Choosing an instructor.
According to the Pilates Foundation, when selecting an instructor, be sure to ask some valuable questions before purchasing sessions. Because there are a variety of “certifying bodies” out there, it is very important that you ask about the instructor’s credentials, how long he’s been teaching and how extensive his training was. There are many people who decide to become certified Pilates instructors and do so online or through a weekend certification course. As Page mentions, the nuances and subtleties of the method require a keen eye and the ability to modify, if needed, and weekend or online courses cannot properly educate potential instructors completely. This lack of education can lead to poor results, a negative experience and even injury. Search out an instructor who has undergone rigorous training from organizations such as, but not limited to, Balanced Body (www.pilates.com), STOTT PILATES (www.stottpilates.com) or the Pilates Method Alliance (www.pilatesmethodalliance.org). Each organization offers a database of instructors to make locating one in your area a more time-efficient process. It is also wise to select an instructor who is capable of working with you should you have a back injury, chronic illness or other special consideration.
Get equipped.
Many private studios also offer equipment. “Because of its stability and height of the bed, the Cadillac is also very useful for people who lack stability and strength, yet it also allows hanging exercises which are more challenging and fun!” says Page. Perhaps the most recognizable piece of equipment, the Reformer is hugely popular due to its smaller size. “It is also extremely versatile, offering exercises for the beginner and challenging those advanced students,” she adds.
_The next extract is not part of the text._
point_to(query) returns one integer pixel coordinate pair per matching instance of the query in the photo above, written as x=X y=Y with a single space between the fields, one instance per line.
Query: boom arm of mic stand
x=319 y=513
And finally, the Wunda chair is another option for enthusiasts. “While the chair looks unassuming, it can be very unforgiving, yet functional for most exercises.” Page believes that the Wunda chair is a great option for larger persons or women who are pregnant as similar exercises performed on the mat or other pieces of equipment may prove too difficult.
Whether you’re looking for an alternative to traditional strength training, or a supplement to your current routine, Pilates can offer many benefits that go far beyond strong, pliable muscles and a more sleek-looking physique. Not just for celebrities, supermodels and elite athletes, Pilates is widely available and is suited for persons of all shapes, backgrounds, interests and abilities. If you’ve not yet given Pilates a try, now may be the right time. Just like so many others, you might even go back for more!